The Earth's Core Is Not Cooling As Fast As Presumed
Scientists from the University of Liverpool have used new data to determine how old Earth's inner core is.
In the new study published in Nature, the researchers from the University's School of Environmental Sciences determined that Earth's inner core was formed 1 - 1.5 billion years ago.
The inner core that is a giant ball of iron can be found in the Earth's deepest layer. The ball is larger than Pluto and is surrounded by a liquid outer layer. The dimension of the core is roughly over 750 miles in width.
The existence of the liquid metals on the outer layer of this iron ball is the main reason for our planet's magnetic forces. The increased magnetic field signals the first occurrence of dense iron at the Earth's core.

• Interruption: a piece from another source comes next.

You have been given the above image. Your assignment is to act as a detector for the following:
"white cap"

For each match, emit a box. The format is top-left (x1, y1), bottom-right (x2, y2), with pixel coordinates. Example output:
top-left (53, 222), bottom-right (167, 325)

The study said that Earth's core is cooling down at a slower rate than presumed. This creates complications regarding the study of Earth sciences, especially since the solid inner core is growing at a rate of 1mm per year.
Liverpool palaeomagnetism expert Dr. Andy Biggin said in a press release, "This finding could change our understanding of the Earth's interior and its history." He added that, "The timing of the first appearance of solid iron or 'nucleation' of the inner core is highly controversial but is crucial for determining the properties and history of the Earth's interior."
Earth's magnetic field is a shield against harmful radiation from the sun. The finding complicates the understanding of just how the magnetic fields help us.
Dr. Biggins stated, "The results suggest that the Earth's core is cooling down less quickly than previously thought, which has implications for the whole of Earth Sciences."
"It also suggests an average growth rate of the solid inner core of approximately 1 millimeter per year, which affects our understanding of the Earth's magnetic field," he added.
The data shows that the rate at which the Earth's core is losing heat should preserve the planet's magnetic field for another billion years.